From St. Gregory’s day to the present the Church of Armenia has pursued an independent course. In her early history she resisted the controlling influence of the Churches of Caesarea, of Antioch, of Constantinople. In later times she has been subject to aggressions from the Greek, the Syrian, and the Latin Churches, and in some degree from missionaries of the various Protestant denominations. But although individual secessions from her communion have taken place, she has never compromised her separate national life. The quote Mgr. Ormanian, she has “always understood the meaning of union in the true and strict sense of term. She has desired to see its establishment on the basis of a spiritual communion between the Churches, of mutual respect for their several positions, of liberty for each within the limits of her own sphere, and of the spirit of Christian charity overruling all.”

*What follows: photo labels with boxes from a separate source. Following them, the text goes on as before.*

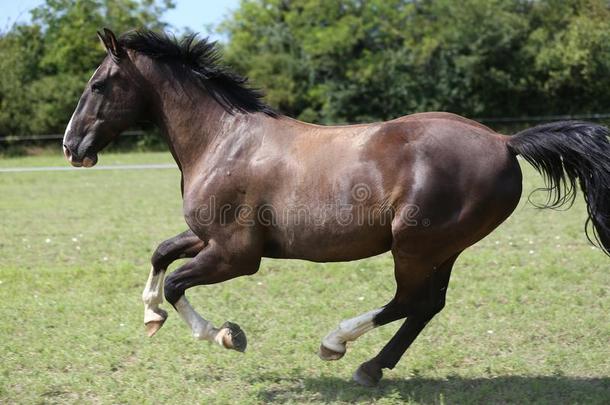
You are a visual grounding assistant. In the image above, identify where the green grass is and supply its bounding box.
[0,153,610,404]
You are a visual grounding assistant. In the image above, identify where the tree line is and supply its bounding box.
[0,0,610,136]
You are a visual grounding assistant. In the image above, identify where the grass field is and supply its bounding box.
[0,153,610,404]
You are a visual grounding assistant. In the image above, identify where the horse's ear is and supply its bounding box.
[97,28,123,60]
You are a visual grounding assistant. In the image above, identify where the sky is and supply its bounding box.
[0,0,239,39]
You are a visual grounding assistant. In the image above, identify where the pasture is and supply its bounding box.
[0,153,610,404]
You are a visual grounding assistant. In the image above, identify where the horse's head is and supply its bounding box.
[63,29,146,167]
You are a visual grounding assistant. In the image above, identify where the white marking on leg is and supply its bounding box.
[174,295,226,346]
[322,308,382,353]
[142,268,167,323]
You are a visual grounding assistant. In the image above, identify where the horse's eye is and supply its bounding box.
[91,82,105,93]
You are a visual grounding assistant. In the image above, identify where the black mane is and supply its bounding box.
[119,30,276,116]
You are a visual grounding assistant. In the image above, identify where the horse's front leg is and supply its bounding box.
[142,230,205,336]
[165,238,261,352]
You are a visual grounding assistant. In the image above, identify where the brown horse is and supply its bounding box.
[63,30,610,385]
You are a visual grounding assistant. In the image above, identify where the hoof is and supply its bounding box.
[318,345,345,361]
[220,322,248,353]
[144,319,165,337]
[352,361,383,387]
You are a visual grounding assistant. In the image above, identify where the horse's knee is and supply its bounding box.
[150,239,174,271]
[163,273,184,305]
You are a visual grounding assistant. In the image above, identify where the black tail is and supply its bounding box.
[508,121,610,255]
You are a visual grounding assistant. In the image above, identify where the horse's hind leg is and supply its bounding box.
[354,253,459,386]
[318,249,448,360]
[142,230,204,336]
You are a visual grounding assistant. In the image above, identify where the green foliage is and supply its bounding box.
[0,0,610,136]
[220,0,610,123]
[0,0,173,135]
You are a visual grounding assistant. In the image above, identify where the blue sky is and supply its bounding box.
[0,0,239,39]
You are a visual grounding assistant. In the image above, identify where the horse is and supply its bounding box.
[63,29,610,386]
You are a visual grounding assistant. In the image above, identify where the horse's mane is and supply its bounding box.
[119,30,276,116]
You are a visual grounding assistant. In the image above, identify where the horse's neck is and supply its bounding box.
[158,87,236,171]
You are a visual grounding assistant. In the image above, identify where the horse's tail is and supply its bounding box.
[508,121,610,255]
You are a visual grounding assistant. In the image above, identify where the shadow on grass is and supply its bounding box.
[251,376,610,404]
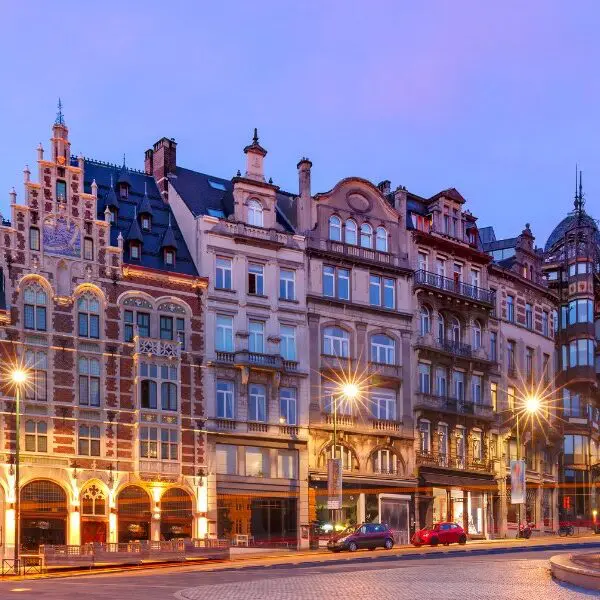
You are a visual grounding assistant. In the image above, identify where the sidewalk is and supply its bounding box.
[11,535,600,581]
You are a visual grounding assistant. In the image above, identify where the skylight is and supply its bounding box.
[208,179,227,192]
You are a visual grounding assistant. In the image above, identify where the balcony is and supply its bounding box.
[133,335,181,358]
[215,350,298,373]
[415,392,494,420]
[417,451,492,473]
[413,269,495,308]
[139,459,181,477]
[308,238,410,270]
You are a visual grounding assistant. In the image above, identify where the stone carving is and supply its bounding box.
[44,216,81,258]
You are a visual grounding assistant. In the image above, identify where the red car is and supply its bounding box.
[411,523,467,548]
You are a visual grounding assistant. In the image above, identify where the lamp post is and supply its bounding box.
[328,381,361,535]
[515,395,541,536]
[10,368,28,572]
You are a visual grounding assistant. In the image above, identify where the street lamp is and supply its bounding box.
[515,394,542,537]
[10,367,29,572]
[328,380,361,534]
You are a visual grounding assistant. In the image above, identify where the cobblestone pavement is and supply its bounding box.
[0,551,600,600]
[176,559,595,600]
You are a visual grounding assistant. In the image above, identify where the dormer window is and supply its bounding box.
[56,179,67,202]
[248,200,263,227]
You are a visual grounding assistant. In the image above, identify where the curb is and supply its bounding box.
[550,554,600,592]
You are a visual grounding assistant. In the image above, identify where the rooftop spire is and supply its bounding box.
[54,98,65,125]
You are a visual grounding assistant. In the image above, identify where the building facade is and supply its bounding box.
[484,224,562,537]
[297,172,416,543]
[164,132,309,546]
[0,111,208,557]
[543,183,600,524]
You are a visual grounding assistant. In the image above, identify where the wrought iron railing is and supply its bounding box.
[414,269,495,305]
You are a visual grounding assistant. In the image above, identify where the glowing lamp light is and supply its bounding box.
[342,382,360,400]
[525,396,541,414]
[10,369,27,385]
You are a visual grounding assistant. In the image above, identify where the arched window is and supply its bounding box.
[329,215,342,242]
[360,223,373,248]
[77,293,100,339]
[81,483,107,517]
[371,448,401,475]
[323,327,350,358]
[23,283,48,331]
[25,350,48,400]
[450,317,460,344]
[371,333,396,365]
[346,219,358,246]
[420,305,431,335]
[473,321,482,350]
[248,200,263,227]
[79,357,100,406]
[375,227,388,252]
[319,445,358,471]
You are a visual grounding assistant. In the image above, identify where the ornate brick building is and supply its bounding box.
[0,110,208,556]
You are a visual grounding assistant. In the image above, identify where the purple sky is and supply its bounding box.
[0,0,600,244]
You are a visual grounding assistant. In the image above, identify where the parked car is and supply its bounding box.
[327,523,394,552]
[411,523,467,547]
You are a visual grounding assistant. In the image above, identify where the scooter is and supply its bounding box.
[517,522,533,540]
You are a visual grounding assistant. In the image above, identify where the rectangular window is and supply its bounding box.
[279,388,298,425]
[29,227,40,250]
[77,425,100,456]
[419,363,431,394]
[323,265,350,300]
[279,325,298,360]
[216,444,238,475]
[471,375,482,404]
[245,446,268,477]
[277,450,298,479]
[248,263,265,296]
[490,382,498,412]
[83,238,94,260]
[160,315,173,340]
[506,295,515,323]
[279,269,296,300]
[248,383,267,423]
[215,315,233,352]
[248,320,265,354]
[217,379,235,419]
[215,256,233,290]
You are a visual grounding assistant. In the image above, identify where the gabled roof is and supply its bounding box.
[169,167,296,233]
[84,159,198,275]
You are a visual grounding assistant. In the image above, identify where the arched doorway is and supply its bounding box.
[80,483,108,544]
[20,479,68,551]
[117,485,152,543]
[160,488,193,540]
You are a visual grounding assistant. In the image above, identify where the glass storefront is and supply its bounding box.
[217,494,298,545]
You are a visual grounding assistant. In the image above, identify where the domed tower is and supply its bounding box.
[544,172,600,521]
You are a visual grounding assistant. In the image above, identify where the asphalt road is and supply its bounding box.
[0,551,599,600]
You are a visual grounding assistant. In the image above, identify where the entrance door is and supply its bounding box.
[379,494,410,545]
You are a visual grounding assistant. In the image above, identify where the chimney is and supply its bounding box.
[377,179,392,196]
[144,138,177,202]
[296,156,312,198]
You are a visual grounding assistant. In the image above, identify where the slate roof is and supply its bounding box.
[169,167,296,233]
[84,159,198,275]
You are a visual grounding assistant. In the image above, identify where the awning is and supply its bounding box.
[421,472,498,491]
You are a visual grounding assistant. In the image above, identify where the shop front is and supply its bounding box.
[309,474,415,544]
[419,470,496,538]
[20,479,68,552]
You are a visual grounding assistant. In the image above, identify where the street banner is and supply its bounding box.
[510,460,525,504]
[327,458,342,510]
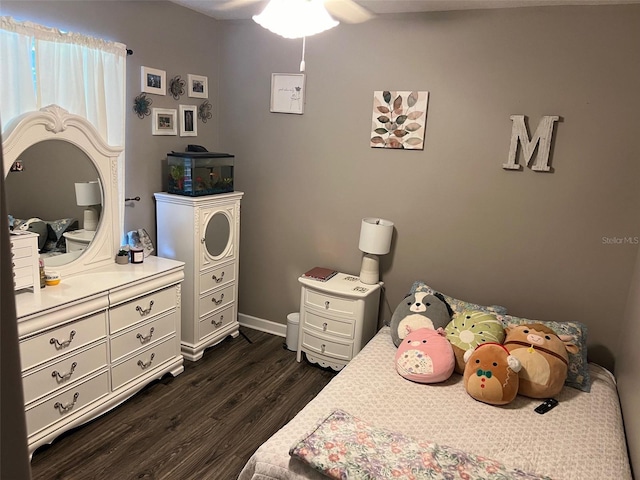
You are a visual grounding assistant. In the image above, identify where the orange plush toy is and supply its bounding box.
[464,343,520,405]
[504,324,578,398]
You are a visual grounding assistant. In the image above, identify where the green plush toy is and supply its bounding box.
[445,310,505,374]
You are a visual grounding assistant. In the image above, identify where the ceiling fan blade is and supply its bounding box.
[324,0,375,23]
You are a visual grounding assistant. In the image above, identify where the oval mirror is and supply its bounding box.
[5,140,103,264]
[204,212,231,258]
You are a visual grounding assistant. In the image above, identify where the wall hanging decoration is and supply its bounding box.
[198,100,213,123]
[169,75,185,100]
[187,74,209,98]
[133,92,153,118]
[270,73,304,115]
[151,108,178,135]
[140,67,167,95]
[371,90,429,150]
[502,115,560,172]
[180,105,198,137]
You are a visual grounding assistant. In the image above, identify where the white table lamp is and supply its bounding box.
[358,218,393,285]
[75,180,102,231]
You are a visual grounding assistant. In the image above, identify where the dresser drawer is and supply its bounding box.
[25,371,109,436]
[304,288,357,316]
[109,287,176,333]
[304,310,354,340]
[111,310,178,362]
[22,342,107,405]
[111,336,178,390]
[302,331,352,361]
[200,305,236,340]
[198,285,236,318]
[20,312,107,371]
[200,263,236,293]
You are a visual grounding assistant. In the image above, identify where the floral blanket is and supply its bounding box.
[289,410,549,480]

One special merit of the book now recommended to English readers is that it is an appreciation of the Church of Armenia not from without, but from within. The author, as having himself been the Armenian Patriarch of Constantinople, is entitled to put forward the case of his own Church. It is thus that he claims a hearing for his repudiation of the Eutychian heresy so frequently associated with the Church of Armenia. It is thus too that he dwells with authority upon the unfailing tolerance characteristic of that Church in all the ages.
Not only is the Church of Armenia a standing instance of a Church developing on her own historical lines, but her independence is exemplified in numerous aspects of her past and present history. It will be enough to instance her recognition of three, and three only, Oecumenical Councils, the small number of the dogmas upon which she insists as necessary to salvation, her estimate and use of the sacraments, her hierarchical system, the strong influence of her laity in deliberation and administration, the dependence of her clergy upon voluntary offerings, her so-called dominical festivals, her special hagiology, and the democratical spirit which has endeared her to the nation.
It is probable that no other book gives so clear an account of the Church of Armenia in so brief a space as that of Mgr. Ormanian. If I do not mistake it, it will create in the minds of Anglican Churchmen not only a keen sympathy with the Church of Armenia, but a stronger confidence than ever in the strength of their own ecclesiastical position as accordant with the spirit and practice of the Christian Churches which are not merged in the Church of Rome, and as justified not only by ecclesiastical history, but by the Spirit and Will of Jesus Christ Himself.